Several basic concepts should be considered:
- One chair does not fit everyone. The users' body dimensions must be used when selecting a chair so that it does not strain one part of the body while fitting another.
- Collect data about the user's body height. The optimal seat height is about one quarter of the body height. This is only a rule of thumb since the torso-to-leg ratio can vary widely.
- There is no chair suitable for every activity. For example, dentists require a different chair than do industrial workers or computer operators
- Consider maintenance and repair costs. Check with the manufacturer for items to inspect for and how often inspection should be done.
What are the features of a good chair?
Some features are mandatory for a good chair regardless of how you intend to use it:
- Adjustability - Check to see that seat height is adjustable.
- Seat height range - Check whether the seat height can be adjusted to the height recommended for the worker(s) who will use it.
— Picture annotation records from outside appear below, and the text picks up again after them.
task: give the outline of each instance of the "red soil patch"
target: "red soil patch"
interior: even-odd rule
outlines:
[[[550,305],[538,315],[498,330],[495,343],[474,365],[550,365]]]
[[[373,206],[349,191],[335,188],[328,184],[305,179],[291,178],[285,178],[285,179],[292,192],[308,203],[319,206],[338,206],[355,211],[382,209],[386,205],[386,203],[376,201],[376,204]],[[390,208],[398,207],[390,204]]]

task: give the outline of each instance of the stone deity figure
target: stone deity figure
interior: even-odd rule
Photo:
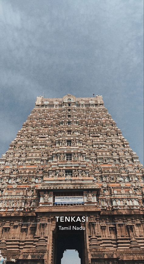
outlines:
[[[49,198],[49,194],[47,192],[46,192],[43,195],[43,199],[44,202],[48,202]]]
[[[74,177],[78,177],[79,176],[79,173],[78,172],[77,169],[75,171],[74,173]]]
[[[78,159],[78,155],[77,153],[75,153],[74,155],[74,160],[77,160]]]
[[[60,154],[60,159],[61,161],[63,161],[64,160],[64,155],[63,153]]]
[[[88,202],[91,202],[93,195],[93,193],[91,191],[89,191],[87,193],[87,200]]]
[[[6,258],[5,259],[1,254],[1,250],[0,250],[0,264],[6,264]]]

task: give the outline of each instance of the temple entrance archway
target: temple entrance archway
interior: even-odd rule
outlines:
[[[78,253],[74,250],[67,250],[64,252],[61,264],[81,264]]]
[[[60,226],[61,227],[60,227]],[[84,230],[75,230],[80,227],[80,222],[64,223],[58,222],[53,233],[54,264],[62,264],[61,259],[66,250],[74,250],[78,252],[81,264],[86,264]],[[63,230],[63,227],[67,227]],[[72,262],[71,264],[75,264]]]

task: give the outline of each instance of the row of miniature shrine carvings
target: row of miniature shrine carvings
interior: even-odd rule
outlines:
[[[87,200],[88,201],[89,200]],[[48,201],[48,200],[44,200],[44,202]],[[134,199],[132,198],[124,199],[112,199],[107,198],[104,199],[101,198],[97,200],[97,207],[112,206],[118,208],[118,207],[127,206],[127,207],[139,207],[143,206],[143,204],[142,200],[140,199]],[[0,210],[4,210],[4,208],[9,208],[12,209],[13,208],[17,208],[19,209],[20,208],[28,208],[30,207],[37,207],[39,206],[39,201],[38,199],[32,200],[31,199],[19,200],[16,199],[9,200],[5,199],[1,200],[0,202]],[[43,206],[44,206],[44,204]]]
[[[40,177],[35,177],[32,175],[24,175],[21,177],[12,177],[11,175],[10,177],[7,175],[4,176],[0,178],[0,182],[8,182],[11,184],[17,183],[19,184],[20,183],[25,183],[31,182],[36,182],[36,183],[40,183],[43,181],[43,176]],[[45,175],[46,177],[53,178],[54,179],[56,179],[58,178],[67,177],[70,176],[78,178],[82,178],[84,177],[92,177],[93,178],[96,182],[101,182],[107,181],[108,182],[140,182],[142,181],[142,180],[143,179],[141,178],[140,175],[134,176],[133,175],[129,176],[126,176],[125,175],[121,177],[119,175],[115,175],[110,174],[109,175],[102,175],[101,176],[97,176],[92,173],[89,173],[88,171],[85,172],[84,171],[73,171],[72,175],[70,175],[68,174],[66,175],[65,171],[61,170],[60,171],[57,171],[56,172],[49,172],[49,174],[47,173]],[[70,178],[69,177],[69,178]],[[68,178],[69,178],[68,177]]]

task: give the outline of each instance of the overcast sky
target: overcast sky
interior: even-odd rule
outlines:
[[[1,154],[36,96],[94,93],[142,162],[143,2],[1,1]]]

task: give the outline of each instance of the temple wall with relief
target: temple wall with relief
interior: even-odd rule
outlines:
[[[3,255],[59,264],[55,216],[85,216],[82,264],[141,264],[143,181],[142,166],[101,96],[37,97],[0,160]],[[76,199],[57,203],[67,196]]]

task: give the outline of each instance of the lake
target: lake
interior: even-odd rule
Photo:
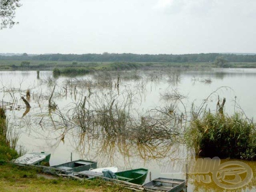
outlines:
[[[205,103],[203,108],[214,112],[218,96],[221,101],[226,98],[225,113],[242,112],[253,118],[256,79],[254,69],[116,71],[57,78],[51,71],[41,71],[39,77],[36,71],[0,71],[0,94],[12,128],[10,134],[19,137],[17,149],[51,152],[51,166],[70,161],[72,152],[73,160],[97,161],[99,167],[115,166],[119,171],[145,167],[152,178],[185,179],[183,167],[176,172],[163,170],[168,163],[184,166],[196,158],[183,138],[192,104],[198,110]],[[26,98],[28,89],[29,111],[20,99]],[[102,114],[110,108],[116,109],[113,122]],[[171,122],[163,119],[166,113],[174,116]],[[91,121],[96,113],[101,115]],[[153,122],[166,128],[163,135],[133,131]],[[115,131],[108,127],[111,123]],[[172,126],[175,128],[170,129]],[[242,161],[255,175],[256,163]],[[198,183],[191,177],[188,191],[224,190],[212,181]],[[237,190],[234,191],[256,191],[255,178]]]

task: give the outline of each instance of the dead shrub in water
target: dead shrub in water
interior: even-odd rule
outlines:
[[[163,94],[160,94],[161,98],[165,100],[180,100],[185,98],[186,96],[180,94],[177,90],[173,90],[172,93],[166,92]]]
[[[96,124],[109,135],[126,134],[131,127],[128,99],[124,103],[115,104],[115,99],[101,103],[96,111]]]

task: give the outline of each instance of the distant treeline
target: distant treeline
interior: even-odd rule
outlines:
[[[76,61],[79,62],[214,62],[216,58],[224,58],[230,62],[255,62],[256,55],[236,55],[221,53],[200,53],[184,55],[140,55],[132,53],[76,54],[49,54],[29,56],[0,55],[0,60],[49,61]]]

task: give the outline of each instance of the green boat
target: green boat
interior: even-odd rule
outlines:
[[[146,179],[148,170],[145,169],[137,169],[115,173],[119,180],[142,185]]]
[[[49,164],[51,154],[44,152],[34,152],[26,154],[12,161],[15,163],[41,165],[45,163]]]
[[[77,160],[61,164],[50,167],[73,172],[80,172],[97,168],[97,162],[83,160]]]

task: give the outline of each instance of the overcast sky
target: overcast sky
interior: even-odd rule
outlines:
[[[0,52],[256,52],[256,0],[21,0]]]

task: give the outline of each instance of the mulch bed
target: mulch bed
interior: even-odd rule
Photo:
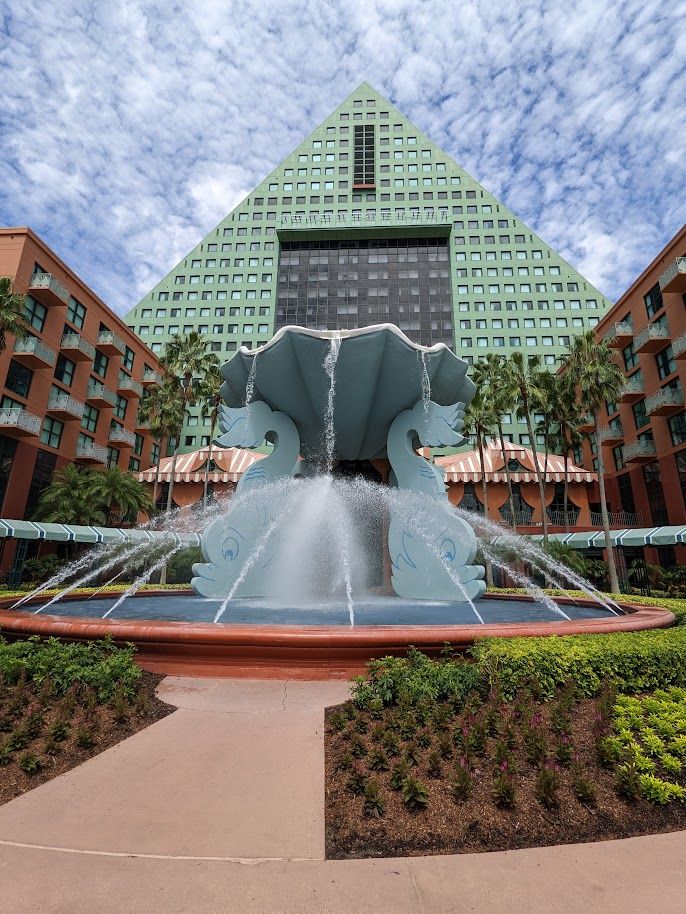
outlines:
[[[174,707],[160,701],[155,695],[155,689],[163,678],[164,676],[144,672],[139,680],[137,696],[127,706],[125,713],[112,705],[96,705],[88,709],[76,703],[68,710],[69,731],[66,738],[46,751],[46,734],[51,725],[64,716],[64,696],[50,699],[42,710],[40,734],[30,741],[26,749],[14,752],[9,764],[0,767],[0,805],[70,771],[175,711]],[[32,707],[35,707],[35,703],[29,702],[25,714]],[[89,748],[84,748],[77,742],[78,734],[84,730],[93,739],[93,745]],[[6,736],[6,733],[0,733],[0,744]],[[24,752],[31,752],[40,759],[42,767],[39,771],[27,774],[19,767],[19,759]]]
[[[559,742],[550,729],[550,707],[541,704],[539,713],[546,739],[552,748]],[[431,746],[421,748],[412,776],[428,791],[428,805],[412,812],[402,794],[389,786],[391,771],[370,771],[366,757],[356,759],[354,768],[380,786],[385,804],[383,815],[373,818],[364,813],[364,799],[353,795],[348,782],[351,771],[341,770],[341,759],[349,753],[351,738],[358,736],[368,750],[379,747],[372,729],[384,727],[390,709],[377,719],[368,718],[368,730],[359,733],[356,720],[337,731],[332,717],[352,709],[350,702],[326,712],[326,854],[328,858],[415,856],[426,854],[478,853],[514,850],[554,844],[570,844],[626,838],[686,829],[686,804],[656,806],[644,799],[623,800],[614,789],[613,772],[601,767],[596,751],[593,721],[596,704],[584,700],[575,705],[571,740],[578,764],[595,788],[595,804],[581,802],[572,791],[568,768],[556,768],[559,777],[557,805],[546,808],[536,797],[538,771],[527,758],[521,742],[513,747],[510,761],[516,798],[510,809],[499,808],[493,798],[497,764],[496,740],[486,740],[481,756],[471,756],[472,789],[466,800],[455,800],[451,783],[460,749],[443,759],[439,776],[427,772],[427,759],[441,739],[453,731],[438,731],[431,722],[420,730],[428,733]],[[358,712],[358,717],[360,712]],[[454,722],[453,722],[454,723]],[[454,728],[453,728],[454,729]],[[521,733],[518,734],[521,736]],[[416,737],[415,737],[416,738]],[[407,741],[400,740],[400,756]],[[399,757],[389,758],[391,769]],[[350,759],[347,762],[349,764]],[[344,766],[345,766],[344,761]],[[436,772],[434,771],[434,774]]]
Other chairs may have to be selected for very short or tall workers.
- Backrest - Check to see that the backrest is adjustable both vertically and in the frontward and backward direction and has a firm lumbar support.
- Seat depth - Select the seats that suit the tallest and the shortest users.
- Stability - Check for the stability of the chair; a five-point base is recommended.
Other features to consider
- See if the selected chair has features that will help someone do their job better. Arm rests with adjustable heights are good for computer operators. Wider or narrower arm rests may also be required depending on the worker's dimensions and tasks they do.
- See if the selected chair has features that will make doing a job more difficult. An example may be that someone may be using a chair with casters or wheels when a stable and stationary work position would be better. If chairs with casters are needed, choose ones that match the type of flooring you have (nylon casters for carpeting or urethane casters for hard floors).
Who should pick out the chair?
Personal preference is essential to the process of selecting a chair.
- After some suitable chairs have been identified, allow the person who will use the chair most to try out the chair in a real work situation. It is especially useful to obtain several sample chairs for a trial comparison by those who will be using them.
- Make sure that the chair meets the needs of the workers and their jobs before any final selection is made.
Can a chair solve all of the ergonomic problems of working in a sitting position?
A well-designed chair allows the user to sit in a balanced position. Buying an ergonomic chair is a good beginning but it may not bring the benefits expected. It is still important to sit properly.
Also, remember that the chair is only one of the components to be considered in workstation design. All the elements such as the chair, footrest (if needed), work surface, document holders, task lighting and so on need to have flexibility and adjustability to be "designed in".